Segundo o professor do curso de economia da Faculdade Armando Álvares Penteado (FAAP) Johnny Mendes, a sinalização é tanto de maior competição com os bancos privados, como de uma mudança no mercado de crédito. “Grandes empresas passarão a buscar o mercado de capitais e o direcionamento dos empréstimos acabará indo para as pequenas e médias companhias”.

A dificuldade das PMEs em captar recursos no sistema bancário, no entanto, acaba sendo um forte obstáculo para o aumento no volume de concessões do mercado.

“O aumento da competitividade é positivo, principalmente porque alguns mercados que eram restritos – ou tabelados mais baixos pelos bancos públicos – serão abertos. Mas o tipo de operação e o rating da empresa ainda devem limitar muito das concessões às PMEs”, afirma o coordenador da Fundação Fipecafi Estevão Garcia de Oliveira Alexandre.

Redução de carteiras

Nesse cenário de maior competição generalizada, os especialistas ponderam que a carteira dos bancos privados pode diminuir, mas que a tendência é de uma maior diversificação de produtos nas carteiras das grandes instituições.

“Bancos públicos e privados vão concorrer em todas as linhas com juros mais semelhantes aos praticados pelo mercado.
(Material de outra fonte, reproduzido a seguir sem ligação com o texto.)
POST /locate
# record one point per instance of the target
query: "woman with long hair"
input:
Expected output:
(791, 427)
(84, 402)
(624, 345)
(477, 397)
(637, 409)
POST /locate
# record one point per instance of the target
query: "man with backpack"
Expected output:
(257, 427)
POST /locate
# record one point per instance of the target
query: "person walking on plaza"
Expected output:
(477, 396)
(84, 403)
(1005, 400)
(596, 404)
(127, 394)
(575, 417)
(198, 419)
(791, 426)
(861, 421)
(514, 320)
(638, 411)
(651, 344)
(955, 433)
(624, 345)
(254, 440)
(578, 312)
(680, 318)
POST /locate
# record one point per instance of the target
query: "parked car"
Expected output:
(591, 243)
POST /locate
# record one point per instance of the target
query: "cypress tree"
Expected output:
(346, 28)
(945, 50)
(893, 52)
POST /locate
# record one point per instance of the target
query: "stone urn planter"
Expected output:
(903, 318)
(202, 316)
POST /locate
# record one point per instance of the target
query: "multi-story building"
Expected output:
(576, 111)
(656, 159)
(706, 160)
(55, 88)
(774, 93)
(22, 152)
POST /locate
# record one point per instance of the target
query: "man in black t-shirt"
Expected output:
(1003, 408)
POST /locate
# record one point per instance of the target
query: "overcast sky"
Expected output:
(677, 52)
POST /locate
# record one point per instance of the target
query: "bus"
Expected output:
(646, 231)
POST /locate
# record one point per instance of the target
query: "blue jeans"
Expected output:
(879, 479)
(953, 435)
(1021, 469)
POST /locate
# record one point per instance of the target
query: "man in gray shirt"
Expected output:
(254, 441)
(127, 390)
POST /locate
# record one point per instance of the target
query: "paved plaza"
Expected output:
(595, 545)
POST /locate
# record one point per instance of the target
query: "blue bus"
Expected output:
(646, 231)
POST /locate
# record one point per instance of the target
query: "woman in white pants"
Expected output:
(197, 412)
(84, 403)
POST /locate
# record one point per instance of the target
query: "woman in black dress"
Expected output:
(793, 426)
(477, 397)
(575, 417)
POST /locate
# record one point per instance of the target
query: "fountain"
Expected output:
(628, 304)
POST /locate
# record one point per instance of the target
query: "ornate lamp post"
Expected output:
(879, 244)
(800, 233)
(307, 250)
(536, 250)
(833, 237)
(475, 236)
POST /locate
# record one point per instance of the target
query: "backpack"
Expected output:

O problema é que não é fácil direcionar o crédito de uma hora pra outra e com todo mundo atuando em todos os lugares, a perda de carteira pode ser uma verdade para todos os players”, afirmou o coordenador de projetos de finanças e banking da Fundação Instituto de Administração (FIA) Roy Martelanc.

O próprio Bradesco, por exemplo, afirmou considerar o crédito imobiliário (o maior foco da Caixa) como uma linha “estratégica” para 2019. “Temos taxas competitivas e estamos atentos às oportunidades de mercado, uma vez que dispomos de funding, tecnologia e foco para continuar entre os principais players”, informou a instituição por meio de sua assessoria de imprensa.

Para a especialista em banking da Universidade Presbiteriana Mackenzie Thaís Cíntia Cárnio, esse movimento de competição impactará não somente o volume de concessões e as carteiras nos bancos, mas também as taxas de juros. “Já temos declarações claras que os juros bancários estão muito altos. É capaz de vermos uma movimentação no sentido de dar um novo ar ao mercado financeiro com revisão de taxas”, avaliou a especialista.

Segundo o diretor sênior de instituições financeiras da Fitch Ratings, Claudio Gallina, o guidance dos bancos grandes estão bastante positivos, mas há um “otimismo cauteloso”. “Trabalhamos com crescimento de 11% do crédito em 2019. Mas para que haja a redução do spread bancário ainda existem várias frentes que precisam ser melhor estudadas. Essas mudanças demoram um pouco para se materializarem, e algo efetivo só deve vir de seis meses a um ano”, conclui.